Outlook 2016: Todd Moyer, Confluence

Todd Moyer is the executive vice president of global business development at Confluence.

What were the major themes of your business in 2015? 

The key theme we saw in 2015 was a focus on defragmenting back-office data and technology. Over the past several of years, there has been a number of regulatory mandates that have required managers to collect and report more information about their business.  The flux of new, single-function technology to respond to these mandates has led to a fragmentation of the back office which increases operational complexity and risk.  It also diminishes the value that each solution provider delivers.

Over the course of the year, we saw asset managers and third-party administrators seek out solutions to help them begin integrating their data and technology. This push to defragment the back office is driving much of the thinking behind how we develop new offerings for the market.

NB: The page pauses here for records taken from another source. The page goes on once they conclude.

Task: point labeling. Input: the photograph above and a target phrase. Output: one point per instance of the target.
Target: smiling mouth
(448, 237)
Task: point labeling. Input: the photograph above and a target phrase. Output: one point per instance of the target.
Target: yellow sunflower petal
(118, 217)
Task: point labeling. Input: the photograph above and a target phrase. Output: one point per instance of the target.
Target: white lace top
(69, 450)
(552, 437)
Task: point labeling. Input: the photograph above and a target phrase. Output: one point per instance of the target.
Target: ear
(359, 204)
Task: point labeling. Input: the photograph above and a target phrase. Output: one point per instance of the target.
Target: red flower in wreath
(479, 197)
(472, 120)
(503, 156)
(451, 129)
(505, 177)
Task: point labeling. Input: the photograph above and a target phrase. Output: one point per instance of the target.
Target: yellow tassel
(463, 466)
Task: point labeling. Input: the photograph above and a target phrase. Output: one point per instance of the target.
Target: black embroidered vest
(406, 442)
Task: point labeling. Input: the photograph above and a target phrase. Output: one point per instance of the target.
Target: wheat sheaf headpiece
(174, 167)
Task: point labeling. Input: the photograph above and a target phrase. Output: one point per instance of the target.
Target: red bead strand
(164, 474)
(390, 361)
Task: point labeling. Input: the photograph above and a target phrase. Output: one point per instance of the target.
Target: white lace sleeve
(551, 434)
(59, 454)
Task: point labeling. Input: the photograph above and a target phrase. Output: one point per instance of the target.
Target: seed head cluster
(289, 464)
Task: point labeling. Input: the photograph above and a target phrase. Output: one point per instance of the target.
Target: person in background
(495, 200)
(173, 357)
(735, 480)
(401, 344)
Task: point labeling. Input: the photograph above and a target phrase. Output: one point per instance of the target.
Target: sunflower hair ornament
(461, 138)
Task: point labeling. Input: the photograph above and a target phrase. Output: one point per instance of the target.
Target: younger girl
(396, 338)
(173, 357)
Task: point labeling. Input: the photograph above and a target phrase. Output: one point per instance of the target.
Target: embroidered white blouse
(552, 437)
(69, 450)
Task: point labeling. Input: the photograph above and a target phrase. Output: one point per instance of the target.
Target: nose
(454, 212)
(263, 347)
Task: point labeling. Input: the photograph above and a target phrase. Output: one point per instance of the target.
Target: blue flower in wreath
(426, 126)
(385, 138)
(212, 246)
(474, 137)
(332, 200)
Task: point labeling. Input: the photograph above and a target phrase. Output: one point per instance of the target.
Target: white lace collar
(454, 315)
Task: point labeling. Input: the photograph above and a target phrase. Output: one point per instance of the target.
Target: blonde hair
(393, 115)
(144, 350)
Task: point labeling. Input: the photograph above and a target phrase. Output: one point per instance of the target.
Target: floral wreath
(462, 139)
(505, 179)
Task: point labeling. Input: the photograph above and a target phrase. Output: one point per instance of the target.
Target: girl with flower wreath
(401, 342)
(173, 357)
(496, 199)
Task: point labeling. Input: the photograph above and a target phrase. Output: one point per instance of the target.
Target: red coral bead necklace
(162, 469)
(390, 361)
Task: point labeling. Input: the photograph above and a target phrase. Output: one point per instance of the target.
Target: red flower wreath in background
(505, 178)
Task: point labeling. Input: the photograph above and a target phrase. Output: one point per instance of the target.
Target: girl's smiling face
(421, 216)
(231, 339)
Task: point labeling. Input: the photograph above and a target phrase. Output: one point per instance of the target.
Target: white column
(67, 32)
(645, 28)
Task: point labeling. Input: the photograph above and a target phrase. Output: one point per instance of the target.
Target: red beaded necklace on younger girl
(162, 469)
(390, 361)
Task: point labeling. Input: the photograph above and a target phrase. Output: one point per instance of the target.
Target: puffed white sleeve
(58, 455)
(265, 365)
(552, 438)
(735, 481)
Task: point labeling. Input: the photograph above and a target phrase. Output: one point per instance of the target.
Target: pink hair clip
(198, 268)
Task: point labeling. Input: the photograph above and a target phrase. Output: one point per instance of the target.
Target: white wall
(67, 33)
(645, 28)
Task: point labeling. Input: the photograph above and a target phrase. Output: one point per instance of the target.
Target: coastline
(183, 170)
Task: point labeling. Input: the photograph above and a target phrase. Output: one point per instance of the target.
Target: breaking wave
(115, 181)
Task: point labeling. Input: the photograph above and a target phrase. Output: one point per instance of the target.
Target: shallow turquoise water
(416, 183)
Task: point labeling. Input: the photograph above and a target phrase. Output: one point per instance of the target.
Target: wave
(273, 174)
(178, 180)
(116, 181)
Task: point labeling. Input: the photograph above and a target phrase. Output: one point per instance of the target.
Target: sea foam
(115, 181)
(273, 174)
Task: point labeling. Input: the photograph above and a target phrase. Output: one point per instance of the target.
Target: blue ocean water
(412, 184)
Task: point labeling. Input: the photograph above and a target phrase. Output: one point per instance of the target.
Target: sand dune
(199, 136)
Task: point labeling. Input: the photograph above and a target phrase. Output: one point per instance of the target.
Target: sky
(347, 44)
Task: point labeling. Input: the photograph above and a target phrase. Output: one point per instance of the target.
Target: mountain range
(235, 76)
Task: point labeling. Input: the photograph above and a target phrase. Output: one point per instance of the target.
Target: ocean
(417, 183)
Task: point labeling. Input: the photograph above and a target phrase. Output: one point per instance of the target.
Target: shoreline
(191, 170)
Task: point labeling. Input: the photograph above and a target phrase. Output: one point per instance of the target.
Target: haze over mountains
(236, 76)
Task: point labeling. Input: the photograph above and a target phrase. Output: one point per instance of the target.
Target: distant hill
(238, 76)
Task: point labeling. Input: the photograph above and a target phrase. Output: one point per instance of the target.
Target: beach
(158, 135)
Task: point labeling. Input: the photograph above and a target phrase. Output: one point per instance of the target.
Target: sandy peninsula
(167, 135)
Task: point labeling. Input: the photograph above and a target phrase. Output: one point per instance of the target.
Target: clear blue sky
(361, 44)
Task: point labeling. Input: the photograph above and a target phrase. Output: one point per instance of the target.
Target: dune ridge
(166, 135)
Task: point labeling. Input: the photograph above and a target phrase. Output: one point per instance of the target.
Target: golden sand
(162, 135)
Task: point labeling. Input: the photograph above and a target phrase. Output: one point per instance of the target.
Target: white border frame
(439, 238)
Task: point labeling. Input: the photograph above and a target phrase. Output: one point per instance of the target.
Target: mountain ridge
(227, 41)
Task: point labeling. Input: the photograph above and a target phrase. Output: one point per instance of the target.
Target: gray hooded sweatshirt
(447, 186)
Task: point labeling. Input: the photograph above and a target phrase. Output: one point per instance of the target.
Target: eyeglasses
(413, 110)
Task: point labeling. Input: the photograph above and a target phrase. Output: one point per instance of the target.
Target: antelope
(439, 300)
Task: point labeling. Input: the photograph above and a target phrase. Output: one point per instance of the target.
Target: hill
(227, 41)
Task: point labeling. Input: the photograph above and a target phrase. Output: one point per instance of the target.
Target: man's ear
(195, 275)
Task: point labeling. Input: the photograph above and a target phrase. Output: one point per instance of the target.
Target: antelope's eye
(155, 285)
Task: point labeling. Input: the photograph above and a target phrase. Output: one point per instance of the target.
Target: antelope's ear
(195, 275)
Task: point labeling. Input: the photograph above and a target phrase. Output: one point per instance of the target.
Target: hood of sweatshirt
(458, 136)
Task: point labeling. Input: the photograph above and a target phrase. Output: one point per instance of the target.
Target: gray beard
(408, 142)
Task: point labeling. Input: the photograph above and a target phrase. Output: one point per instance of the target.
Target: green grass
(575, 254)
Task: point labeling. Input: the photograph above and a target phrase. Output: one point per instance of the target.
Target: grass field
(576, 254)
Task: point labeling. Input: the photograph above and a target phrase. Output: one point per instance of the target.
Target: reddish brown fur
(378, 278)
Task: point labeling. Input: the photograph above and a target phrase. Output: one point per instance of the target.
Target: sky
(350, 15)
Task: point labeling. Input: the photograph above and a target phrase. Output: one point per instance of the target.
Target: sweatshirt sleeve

We expect this trend will continue in 2016.

Todd Moyer, Confluence Todd Moyer,
Confluence

What are your expectations for 2016?

Asset managers are still feeling pressure from regulators, but they are also feeling increased pressure from institutional investors, who are taking a more significant role in the push to standardize back-office reporting processes in the asset management industry. Pressure from investors to improve data management and reporting capabilities becomes a business opportunity, so we predict that data management reform in the asset management industry will top C-level agendas in 2016. Our view is that  the industry is on the verge of a data management revolution, and we are excited to be in a position to help drive this revolution.

One example of how institutional pressure is impacting the industry is in private equity, where there's been growing concern over risks associated with self-administered funds. One of the biggest catalysts for this concern was the Madoff scandal in 2008. Given the long investment lock-up periods in private equity, it is now becoming  a key issue that can impact whether an institution will invest in a private equity fund. We think there will be a number of private equity firms that outsource their back office to an administrator in 2016. Our view is that this is a great opportunity for third-party service providers to expand their support capabilities and play the same role they do in other asset classes.

Finally, we think regulatory fatigue will continue in 2016 as the asset management industry prepares for the next round of mandates. That is likely a trend that will continue for the next several years, as we adjust to a regulatory environment that is focused on better managing systemic and liquidity risk.